Competition Analysis


[8] The Commission found that the proposed transaction does not result in any product overlap. According to the Commission this is a move from non controlling minority shareholding to majority shareholding. The Commission submits that the proposed transaction involves players that have shares in entities that are involved in the broad rail industry.7 During its investigations the Commission was concerned about this cross-shareholding by Investec and ARH. As a result of this the Commission analysed whether ARH’s minority shareholding in Mitsui and Venus gives it any form of control. The Commission found that their shareholding does not give them any form of control, and therefore the Commission did not assess the activities of Mitsui and Venus in this transaction. The Commission however did examine the activities of Siyahamba and DCD Dorbyl and it came to the conclusion that there are no overlaps in their activities. We therefore agree with the Commission’s conclusion that the proposed transaction is unlikely to substantially prevent or lessen competition.

Conclusion

[9] There are no public interest issues and accordingly the transaction is unconditionally approved.



___________________ 13 May 2009

N Maniom Date

Tribunal Member

D Lewis U Bhoola concurring

Tribunal Researcher : Jabulani Ngobeni


For the merging parties : Edward Nathan Sonnenbergs

For the Commission : Makgale Mohlala (Mergers and Acquisitions)


1 ARIH controls Maqeks Investments (Pty)Ltd; Clidet No 779 (Pty)Ltd; Innovative Sanitary Solutions and Zoza investments (Pty)Ltd. ARIH also has a non controlling interest in Mitsui & Co Railway Solutions (Pty)Ltd (“Mitsui”) and Venus Railway Solutions (Pty)Ltd (“Venus”).

2 ARH is an investment holding company with interest in firms that supply electrical locomotives, industrial machines, tools and consumables.

3 Investec Bank is a specialist banking group that provides a diverse range of financial products and services to a niche client base. Investec Bank controls several subsidiaries, including DCD Dorbyl (Pty) Ltd (“DCD Dorbyl”).
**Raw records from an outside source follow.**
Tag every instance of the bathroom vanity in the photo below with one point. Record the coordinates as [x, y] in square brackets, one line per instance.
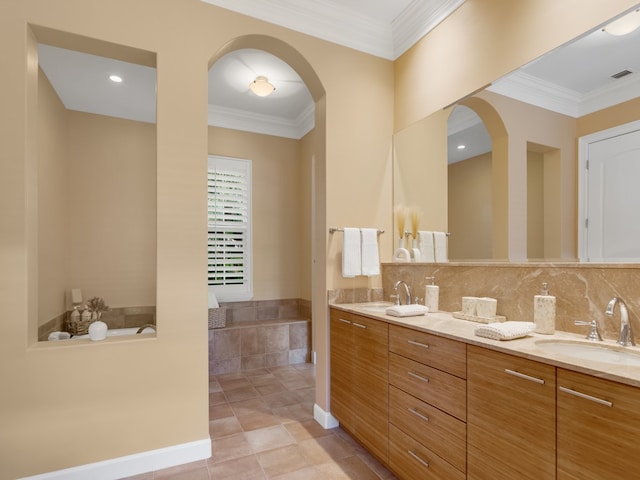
[431, 400]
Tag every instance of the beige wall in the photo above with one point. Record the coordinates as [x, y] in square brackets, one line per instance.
[53, 185]
[469, 199]
[482, 41]
[281, 210]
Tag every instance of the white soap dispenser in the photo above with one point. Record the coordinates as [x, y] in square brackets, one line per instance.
[544, 311]
[431, 294]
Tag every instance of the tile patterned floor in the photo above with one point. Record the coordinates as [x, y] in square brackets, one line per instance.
[262, 427]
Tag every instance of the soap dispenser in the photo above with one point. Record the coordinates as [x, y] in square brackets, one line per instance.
[544, 311]
[431, 294]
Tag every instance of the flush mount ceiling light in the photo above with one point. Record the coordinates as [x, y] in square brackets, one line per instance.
[624, 25]
[261, 86]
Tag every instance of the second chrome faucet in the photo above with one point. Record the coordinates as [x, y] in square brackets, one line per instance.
[626, 332]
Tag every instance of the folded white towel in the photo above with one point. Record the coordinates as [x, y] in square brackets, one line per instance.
[505, 330]
[407, 310]
[213, 301]
[370, 257]
[351, 253]
[440, 247]
[425, 245]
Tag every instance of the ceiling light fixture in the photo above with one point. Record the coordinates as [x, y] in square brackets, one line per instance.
[624, 25]
[261, 86]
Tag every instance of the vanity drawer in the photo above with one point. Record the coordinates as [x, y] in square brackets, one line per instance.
[445, 435]
[441, 353]
[444, 391]
[411, 460]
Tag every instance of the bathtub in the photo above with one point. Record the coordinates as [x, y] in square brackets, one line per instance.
[116, 332]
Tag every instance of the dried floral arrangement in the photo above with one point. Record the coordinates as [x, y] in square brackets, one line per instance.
[96, 304]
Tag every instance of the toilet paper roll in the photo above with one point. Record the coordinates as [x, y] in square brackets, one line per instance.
[469, 305]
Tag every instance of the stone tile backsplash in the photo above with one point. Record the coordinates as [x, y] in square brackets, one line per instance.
[582, 290]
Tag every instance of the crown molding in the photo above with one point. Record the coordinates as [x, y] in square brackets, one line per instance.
[418, 19]
[532, 90]
[529, 89]
[236, 119]
[331, 21]
[322, 19]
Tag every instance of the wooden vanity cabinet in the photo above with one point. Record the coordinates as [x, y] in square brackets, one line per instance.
[359, 379]
[511, 417]
[427, 405]
[598, 428]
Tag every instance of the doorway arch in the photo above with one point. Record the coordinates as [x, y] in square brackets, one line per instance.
[318, 223]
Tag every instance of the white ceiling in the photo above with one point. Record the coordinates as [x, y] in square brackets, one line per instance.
[572, 80]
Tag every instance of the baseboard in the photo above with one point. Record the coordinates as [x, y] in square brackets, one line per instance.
[324, 418]
[133, 464]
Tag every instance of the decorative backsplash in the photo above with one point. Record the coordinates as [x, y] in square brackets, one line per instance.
[582, 290]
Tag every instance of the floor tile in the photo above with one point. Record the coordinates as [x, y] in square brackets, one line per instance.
[262, 428]
[268, 438]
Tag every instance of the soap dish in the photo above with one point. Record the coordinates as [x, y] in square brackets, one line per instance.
[475, 318]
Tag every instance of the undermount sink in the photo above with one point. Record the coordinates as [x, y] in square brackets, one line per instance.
[596, 352]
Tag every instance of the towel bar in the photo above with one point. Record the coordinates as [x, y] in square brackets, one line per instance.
[340, 229]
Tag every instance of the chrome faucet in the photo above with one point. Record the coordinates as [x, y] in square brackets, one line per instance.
[407, 292]
[626, 333]
[147, 325]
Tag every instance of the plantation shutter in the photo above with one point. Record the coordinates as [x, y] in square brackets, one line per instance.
[229, 228]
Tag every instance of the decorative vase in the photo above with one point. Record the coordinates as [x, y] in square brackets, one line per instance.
[98, 330]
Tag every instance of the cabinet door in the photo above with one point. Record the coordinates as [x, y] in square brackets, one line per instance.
[341, 357]
[511, 417]
[598, 428]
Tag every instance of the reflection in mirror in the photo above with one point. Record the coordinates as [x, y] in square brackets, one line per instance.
[587, 86]
[469, 186]
[96, 182]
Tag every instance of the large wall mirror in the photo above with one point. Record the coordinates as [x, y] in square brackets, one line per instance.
[96, 178]
[500, 170]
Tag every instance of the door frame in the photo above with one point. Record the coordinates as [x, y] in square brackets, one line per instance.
[583, 176]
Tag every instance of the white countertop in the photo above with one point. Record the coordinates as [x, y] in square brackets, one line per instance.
[444, 325]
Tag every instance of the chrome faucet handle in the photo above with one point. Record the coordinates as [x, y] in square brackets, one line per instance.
[594, 333]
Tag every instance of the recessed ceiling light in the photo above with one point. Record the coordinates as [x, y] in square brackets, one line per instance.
[261, 86]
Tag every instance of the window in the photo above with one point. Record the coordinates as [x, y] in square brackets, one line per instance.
[229, 228]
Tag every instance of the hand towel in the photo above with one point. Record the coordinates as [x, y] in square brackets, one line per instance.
[440, 247]
[505, 330]
[351, 253]
[213, 301]
[426, 246]
[370, 257]
[414, 310]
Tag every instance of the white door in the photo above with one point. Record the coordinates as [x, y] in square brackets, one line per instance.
[612, 199]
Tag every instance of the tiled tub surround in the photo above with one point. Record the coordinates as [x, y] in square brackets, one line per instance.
[117, 317]
[261, 334]
[248, 345]
[582, 290]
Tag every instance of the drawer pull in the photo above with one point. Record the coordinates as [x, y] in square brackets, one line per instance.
[419, 377]
[606, 403]
[418, 414]
[523, 376]
[415, 455]
[418, 344]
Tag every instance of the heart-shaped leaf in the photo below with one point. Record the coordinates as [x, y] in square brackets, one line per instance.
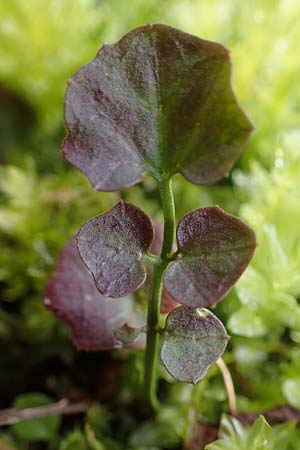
[112, 246]
[159, 100]
[214, 250]
[71, 294]
[193, 340]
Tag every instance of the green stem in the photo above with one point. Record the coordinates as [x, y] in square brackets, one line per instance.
[152, 347]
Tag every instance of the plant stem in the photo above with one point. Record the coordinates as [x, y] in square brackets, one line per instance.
[152, 347]
[228, 385]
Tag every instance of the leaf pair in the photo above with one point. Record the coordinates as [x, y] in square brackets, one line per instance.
[214, 248]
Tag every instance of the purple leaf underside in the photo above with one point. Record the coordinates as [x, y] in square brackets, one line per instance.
[71, 294]
[193, 340]
[159, 100]
[112, 246]
[214, 250]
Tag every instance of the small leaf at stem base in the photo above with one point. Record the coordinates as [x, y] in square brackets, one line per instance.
[192, 341]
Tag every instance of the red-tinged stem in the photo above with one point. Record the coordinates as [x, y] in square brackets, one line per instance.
[152, 348]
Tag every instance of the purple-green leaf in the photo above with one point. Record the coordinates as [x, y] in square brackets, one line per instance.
[214, 250]
[159, 100]
[71, 294]
[112, 246]
[193, 340]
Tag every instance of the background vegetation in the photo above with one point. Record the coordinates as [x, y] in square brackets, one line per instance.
[43, 201]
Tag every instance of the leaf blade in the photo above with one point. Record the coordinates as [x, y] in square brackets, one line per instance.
[193, 340]
[112, 246]
[159, 100]
[215, 249]
[71, 295]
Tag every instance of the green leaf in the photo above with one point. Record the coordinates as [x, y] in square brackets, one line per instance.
[245, 322]
[291, 391]
[160, 101]
[37, 429]
[214, 250]
[260, 436]
[193, 339]
[112, 246]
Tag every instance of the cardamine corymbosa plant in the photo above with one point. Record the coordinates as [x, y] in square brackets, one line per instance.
[160, 102]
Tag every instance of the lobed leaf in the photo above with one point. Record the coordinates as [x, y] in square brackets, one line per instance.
[160, 101]
[112, 246]
[192, 341]
[214, 250]
[71, 294]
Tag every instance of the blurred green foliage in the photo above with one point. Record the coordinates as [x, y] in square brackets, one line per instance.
[260, 436]
[43, 202]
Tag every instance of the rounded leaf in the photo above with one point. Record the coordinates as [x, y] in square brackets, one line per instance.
[112, 246]
[71, 294]
[159, 100]
[192, 341]
[214, 250]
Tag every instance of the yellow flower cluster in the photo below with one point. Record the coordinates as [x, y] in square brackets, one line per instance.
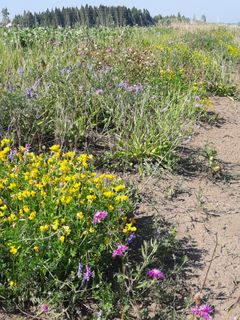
[52, 198]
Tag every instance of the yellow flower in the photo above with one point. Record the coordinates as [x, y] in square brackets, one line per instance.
[13, 250]
[36, 249]
[80, 215]
[62, 239]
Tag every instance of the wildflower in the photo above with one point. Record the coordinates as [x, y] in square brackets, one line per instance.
[99, 216]
[55, 148]
[12, 284]
[131, 238]
[155, 274]
[12, 154]
[120, 250]
[202, 311]
[99, 92]
[13, 250]
[123, 84]
[62, 239]
[87, 275]
[28, 93]
[129, 228]
[80, 270]
[36, 249]
[80, 215]
[45, 308]
[91, 197]
[21, 71]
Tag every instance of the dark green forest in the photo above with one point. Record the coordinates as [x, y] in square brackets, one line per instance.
[89, 16]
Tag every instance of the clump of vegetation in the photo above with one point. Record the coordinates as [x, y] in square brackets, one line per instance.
[128, 93]
[66, 233]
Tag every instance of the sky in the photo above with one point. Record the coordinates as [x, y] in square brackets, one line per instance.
[227, 11]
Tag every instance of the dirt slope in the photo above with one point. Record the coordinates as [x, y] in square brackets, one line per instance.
[206, 210]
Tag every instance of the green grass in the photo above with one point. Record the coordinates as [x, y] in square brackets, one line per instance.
[50, 80]
[130, 96]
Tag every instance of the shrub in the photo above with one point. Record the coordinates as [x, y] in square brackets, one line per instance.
[61, 225]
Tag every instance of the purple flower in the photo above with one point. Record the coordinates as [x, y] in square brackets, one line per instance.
[21, 71]
[155, 274]
[109, 50]
[66, 70]
[135, 88]
[99, 216]
[28, 93]
[131, 238]
[120, 250]
[27, 147]
[203, 311]
[12, 154]
[80, 270]
[87, 275]
[124, 84]
[45, 308]
[99, 92]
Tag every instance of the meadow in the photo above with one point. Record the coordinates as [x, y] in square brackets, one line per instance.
[78, 107]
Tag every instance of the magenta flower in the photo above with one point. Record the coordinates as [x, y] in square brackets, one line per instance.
[99, 216]
[45, 308]
[120, 250]
[155, 274]
[99, 92]
[87, 274]
[203, 312]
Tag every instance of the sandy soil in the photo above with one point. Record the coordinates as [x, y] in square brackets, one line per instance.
[206, 209]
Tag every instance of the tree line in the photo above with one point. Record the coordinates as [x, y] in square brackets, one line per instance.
[85, 16]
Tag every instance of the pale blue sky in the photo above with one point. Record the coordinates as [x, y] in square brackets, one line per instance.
[215, 10]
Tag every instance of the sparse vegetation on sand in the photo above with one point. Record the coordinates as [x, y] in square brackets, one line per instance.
[76, 104]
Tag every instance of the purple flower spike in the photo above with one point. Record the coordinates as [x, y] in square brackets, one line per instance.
[155, 274]
[99, 216]
[121, 249]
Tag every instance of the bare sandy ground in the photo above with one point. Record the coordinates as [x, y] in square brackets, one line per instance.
[206, 210]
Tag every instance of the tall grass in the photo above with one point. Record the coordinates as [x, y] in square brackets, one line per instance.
[130, 92]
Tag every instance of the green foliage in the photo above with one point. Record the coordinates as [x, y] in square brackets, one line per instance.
[128, 93]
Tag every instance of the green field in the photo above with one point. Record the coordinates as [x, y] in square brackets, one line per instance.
[128, 96]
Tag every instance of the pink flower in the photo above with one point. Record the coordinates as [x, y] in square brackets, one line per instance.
[203, 311]
[99, 216]
[155, 274]
[45, 308]
[120, 250]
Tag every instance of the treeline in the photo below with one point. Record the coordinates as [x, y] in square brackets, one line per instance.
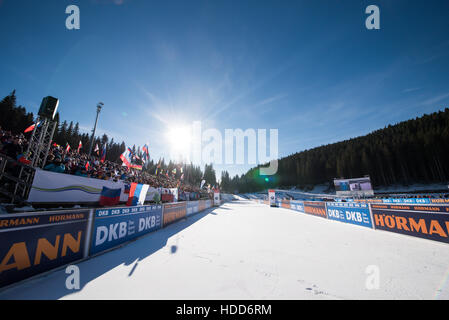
[16, 119]
[413, 151]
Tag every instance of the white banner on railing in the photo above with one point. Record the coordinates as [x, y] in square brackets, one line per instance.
[58, 187]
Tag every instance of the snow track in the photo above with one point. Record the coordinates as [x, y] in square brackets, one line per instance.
[244, 250]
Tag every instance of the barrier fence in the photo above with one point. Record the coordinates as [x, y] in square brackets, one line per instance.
[426, 220]
[34, 243]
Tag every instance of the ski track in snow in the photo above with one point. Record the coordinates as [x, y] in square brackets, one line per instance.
[244, 250]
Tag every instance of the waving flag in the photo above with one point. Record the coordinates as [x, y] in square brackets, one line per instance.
[110, 197]
[137, 194]
[103, 154]
[31, 128]
[126, 158]
[146, 153]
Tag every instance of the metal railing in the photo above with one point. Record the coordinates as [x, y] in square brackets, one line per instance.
[16, 179]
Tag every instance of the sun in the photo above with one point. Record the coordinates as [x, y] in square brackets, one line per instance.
[179, 139]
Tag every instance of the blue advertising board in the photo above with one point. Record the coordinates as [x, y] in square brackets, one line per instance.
[407, 201]
[297, 205]
[115, 226]
[354, 213]
[37, 242]
[192, 207]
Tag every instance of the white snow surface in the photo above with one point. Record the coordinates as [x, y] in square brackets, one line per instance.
[245, 250]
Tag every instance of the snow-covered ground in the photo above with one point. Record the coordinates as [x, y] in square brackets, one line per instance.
[244, 250]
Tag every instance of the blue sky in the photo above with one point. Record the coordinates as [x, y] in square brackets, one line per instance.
[307, 68]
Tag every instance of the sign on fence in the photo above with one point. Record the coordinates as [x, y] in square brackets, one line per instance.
[354, 213]
[37, 242]
[297, 205]
[174, 212]
[410, 220]
[315, 208]
[192, 207]
[115, 226]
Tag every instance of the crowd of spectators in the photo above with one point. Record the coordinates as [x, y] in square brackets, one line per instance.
[80, 164]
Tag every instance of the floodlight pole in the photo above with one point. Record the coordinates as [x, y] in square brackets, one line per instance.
[99, 105]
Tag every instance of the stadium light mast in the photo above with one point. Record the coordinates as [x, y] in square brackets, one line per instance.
[99, 106]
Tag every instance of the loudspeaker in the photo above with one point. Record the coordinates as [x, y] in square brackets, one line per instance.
[48, 108]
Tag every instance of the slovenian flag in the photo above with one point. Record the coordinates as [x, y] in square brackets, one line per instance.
[126, 158]
[31, 128]
[110, 197]
[103, 154]
[137, 194]
[146, 153]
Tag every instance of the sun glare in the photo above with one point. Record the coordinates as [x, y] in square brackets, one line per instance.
[179, 138]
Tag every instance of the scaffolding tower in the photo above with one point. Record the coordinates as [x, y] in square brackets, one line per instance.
[16, 178]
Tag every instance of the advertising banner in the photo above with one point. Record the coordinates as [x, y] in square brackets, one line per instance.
[174, 212]
[192, 207]
[427, 224]
[37, 242]
[315, 208]
[408, 207]
[216, 198]
[354, 213]
[202, 205]
[407, 201]
[354, 187]
[285, 204]
[115, 226]
[272, 198]
[439, 201]
[59, 187]
[297, 205]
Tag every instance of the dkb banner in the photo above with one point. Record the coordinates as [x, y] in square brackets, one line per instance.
[192, 207]
[315, 208]
[422, 224]
[407, 201]
[354, 213]
[402, 207]
[297, 205]
[285, 204]
[113, 227]
[174, 212]
[34, 243]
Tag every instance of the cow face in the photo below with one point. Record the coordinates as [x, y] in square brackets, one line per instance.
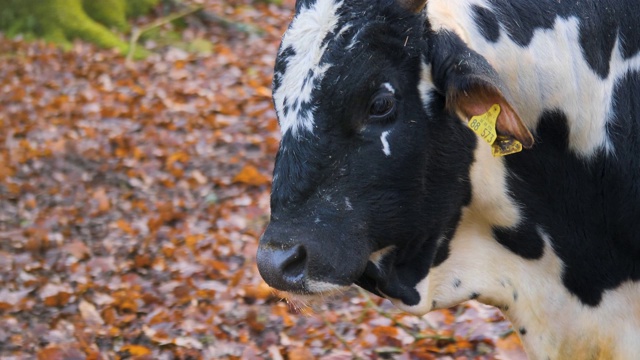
[373, 167]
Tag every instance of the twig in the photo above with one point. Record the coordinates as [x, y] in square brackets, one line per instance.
[408, 330]
[136, 33]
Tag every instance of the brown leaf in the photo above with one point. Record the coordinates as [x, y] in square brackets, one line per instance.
[300, 353]
[100, 196]
[251, 176]
[55, 295]
[89, 313]
[135, 350]
[77, 249]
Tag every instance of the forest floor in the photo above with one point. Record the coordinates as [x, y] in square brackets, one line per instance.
[132, 195]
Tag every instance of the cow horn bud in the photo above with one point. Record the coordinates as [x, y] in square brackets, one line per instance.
[413, 5]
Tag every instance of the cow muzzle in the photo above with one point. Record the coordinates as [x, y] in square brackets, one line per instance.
[308, 260]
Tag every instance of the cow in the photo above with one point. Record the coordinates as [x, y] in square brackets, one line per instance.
[438, 151]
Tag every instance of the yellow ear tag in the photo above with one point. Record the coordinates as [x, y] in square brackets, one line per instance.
[485, 126]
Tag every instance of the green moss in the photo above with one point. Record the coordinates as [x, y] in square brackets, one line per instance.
[61, 21]
[139, 7]
[111, 13]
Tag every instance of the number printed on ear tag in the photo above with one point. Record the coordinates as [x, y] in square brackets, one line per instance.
[485, 126]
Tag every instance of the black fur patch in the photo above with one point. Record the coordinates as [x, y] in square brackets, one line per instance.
[588, 207]
[601, 23]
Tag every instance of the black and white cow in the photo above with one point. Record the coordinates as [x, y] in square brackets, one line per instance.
[379, 181]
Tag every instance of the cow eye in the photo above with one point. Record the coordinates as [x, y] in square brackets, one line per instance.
[382, 106]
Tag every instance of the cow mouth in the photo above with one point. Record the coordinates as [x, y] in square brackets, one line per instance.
[383, 279]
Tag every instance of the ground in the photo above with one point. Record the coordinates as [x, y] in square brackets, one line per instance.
[132, 195]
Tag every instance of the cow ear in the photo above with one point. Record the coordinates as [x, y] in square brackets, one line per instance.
[471, 85]
[477, 99]
[413, 5]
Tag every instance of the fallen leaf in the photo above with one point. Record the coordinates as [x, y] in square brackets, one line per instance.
[135, 350]
[251, 176]
[89, 313]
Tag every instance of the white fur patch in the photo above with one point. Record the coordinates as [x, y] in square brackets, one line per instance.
[385, 143]
[538, 79]
[303, 71]
[324, 288]
[426, 86]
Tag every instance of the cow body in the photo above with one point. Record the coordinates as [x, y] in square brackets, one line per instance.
[379, 182]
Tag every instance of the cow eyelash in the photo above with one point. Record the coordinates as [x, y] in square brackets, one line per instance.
[382, 106]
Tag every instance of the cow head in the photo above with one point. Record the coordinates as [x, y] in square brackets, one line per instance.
[373, 167]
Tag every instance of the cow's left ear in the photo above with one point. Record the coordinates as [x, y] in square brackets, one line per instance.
[472, 86]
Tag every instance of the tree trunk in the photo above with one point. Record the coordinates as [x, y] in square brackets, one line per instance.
[61, 21]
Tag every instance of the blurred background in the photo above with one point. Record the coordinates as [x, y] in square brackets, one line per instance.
[137, 139]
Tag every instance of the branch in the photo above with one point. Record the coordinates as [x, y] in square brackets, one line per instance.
[137, 32]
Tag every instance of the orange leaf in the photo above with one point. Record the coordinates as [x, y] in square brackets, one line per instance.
[251, 176]
[136, 350]
[300, 353]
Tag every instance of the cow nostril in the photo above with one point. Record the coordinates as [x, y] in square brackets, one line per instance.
[294, 264]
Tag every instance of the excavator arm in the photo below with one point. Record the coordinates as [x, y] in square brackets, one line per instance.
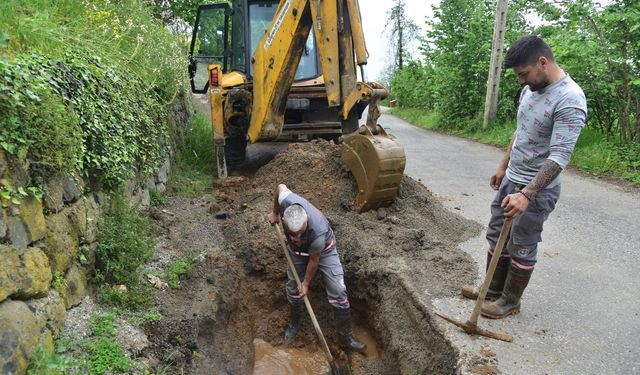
[376, 160]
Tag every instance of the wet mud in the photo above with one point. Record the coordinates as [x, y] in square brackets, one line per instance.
[396, 260]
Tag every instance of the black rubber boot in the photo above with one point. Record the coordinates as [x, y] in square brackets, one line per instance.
[295, 321]
[509, 302]
[343, 322]
[497, 282]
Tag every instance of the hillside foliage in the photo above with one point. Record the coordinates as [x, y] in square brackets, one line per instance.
[599, 46]
[85, 86]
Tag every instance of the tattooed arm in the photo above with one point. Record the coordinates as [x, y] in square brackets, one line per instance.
[515, 204]
[549, 171]
[498, 175]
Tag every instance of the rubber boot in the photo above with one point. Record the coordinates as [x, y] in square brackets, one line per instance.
[509, 302]
[295, 321]
[343, 323]
[497, 282]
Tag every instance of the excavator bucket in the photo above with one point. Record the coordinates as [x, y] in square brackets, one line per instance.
[377, 162]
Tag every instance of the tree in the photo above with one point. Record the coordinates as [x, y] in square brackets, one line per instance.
[402, 31]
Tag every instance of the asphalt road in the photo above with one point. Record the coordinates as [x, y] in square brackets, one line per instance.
[581, 311]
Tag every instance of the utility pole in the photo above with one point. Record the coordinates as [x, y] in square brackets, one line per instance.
[495, 68]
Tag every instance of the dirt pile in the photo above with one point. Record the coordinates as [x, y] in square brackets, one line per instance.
[396, 259]
[405, 251]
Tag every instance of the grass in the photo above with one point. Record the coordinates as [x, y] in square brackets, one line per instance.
[195, 162]
[179, 268]
[97, 354]
[594, 153]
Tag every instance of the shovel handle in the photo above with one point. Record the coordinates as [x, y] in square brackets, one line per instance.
[497, 252]
[292, 267]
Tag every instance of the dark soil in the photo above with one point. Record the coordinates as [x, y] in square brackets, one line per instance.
[396, 260]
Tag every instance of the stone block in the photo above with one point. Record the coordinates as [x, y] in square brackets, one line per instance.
[9, 272]
[76, 286]
[162, 175]
[20, 333]
[61, 242]
[50, 310]
[33, 218]
[36, 274]
[17, 232]
[3, 224]
[24, 274]
[52, 199]
[3, 162]
[71, 189]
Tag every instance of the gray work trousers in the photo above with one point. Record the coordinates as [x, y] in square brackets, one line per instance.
[332, 275]
[526, 228]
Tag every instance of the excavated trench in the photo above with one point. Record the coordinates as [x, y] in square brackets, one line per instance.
[228, 315]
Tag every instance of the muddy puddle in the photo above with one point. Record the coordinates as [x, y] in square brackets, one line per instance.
[229, 314]
[271, 360]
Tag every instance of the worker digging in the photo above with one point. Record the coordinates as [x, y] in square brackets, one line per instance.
[312, 246]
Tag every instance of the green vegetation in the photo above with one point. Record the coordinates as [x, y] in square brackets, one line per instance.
[193, 172]
[157, 198]
[85, 86]
[58, 282]
[178, 268]
[125, 243]
[445, 89]
[45, 363]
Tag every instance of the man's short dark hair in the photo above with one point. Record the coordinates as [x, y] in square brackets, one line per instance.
[526, 51]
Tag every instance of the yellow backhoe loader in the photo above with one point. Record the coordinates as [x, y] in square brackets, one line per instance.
[271, 79]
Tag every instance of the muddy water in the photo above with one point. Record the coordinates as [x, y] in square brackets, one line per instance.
[270, 360]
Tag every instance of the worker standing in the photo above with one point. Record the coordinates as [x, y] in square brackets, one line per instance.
[551, 114]
[312, 245]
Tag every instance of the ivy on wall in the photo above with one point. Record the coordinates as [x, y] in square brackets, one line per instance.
[78, 114]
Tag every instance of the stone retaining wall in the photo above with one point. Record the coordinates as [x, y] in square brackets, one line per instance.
[47, 249]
4 Siyahamba’s shareholders are: African Revival Investments 36%; Mendo Holdings 26%; Shiela Ngubane 13%; Paulo Jorge 10%; Henk de Milander 10% and Zarina Maharaj 5%. Siyahamba has an indirect no-controlling interest in several firms, including DCD Dorbyl.

5 Reyapele Investments has 34% share in DCD Dorbyl.

6 Toolquip sells cutting tools, abrasives, tooling, accessories and basic measuring equipment. F&H Machine provides high quality hi-tech conventional and computer numeric controlled machine tools for use in all sectors of the metal working industry. Mitsui and Venus are involved in the supply of and the refurbishment of certain locomotive engines to and for Spoornet.


7 From the acquiring side, ARH has indirect shareholding (through ARIH) in Siyahamba, the primary target firm. ARH also has minority shareholding in Mitsui and Venus, entities involved in the supply of certain electric locomotive engines to Spoornet. Investec, a joint controller of the primary acquiring firm, is also has indirect shareholding (through Africa Revival Investments) in Siyahamba. Investec also controls DCD Dorbyl, which is active in the rail industry as a manufacturer of bogies used in trains; couplers, which joins train carriages as well as assembly of locomotive diesel engines. The target firm Siyahamba is also involved in the rail industry as a designer and manufacturer of train doors, door gears for train doors and train windows and it also has indirect shareholding in DCD Dorbyl.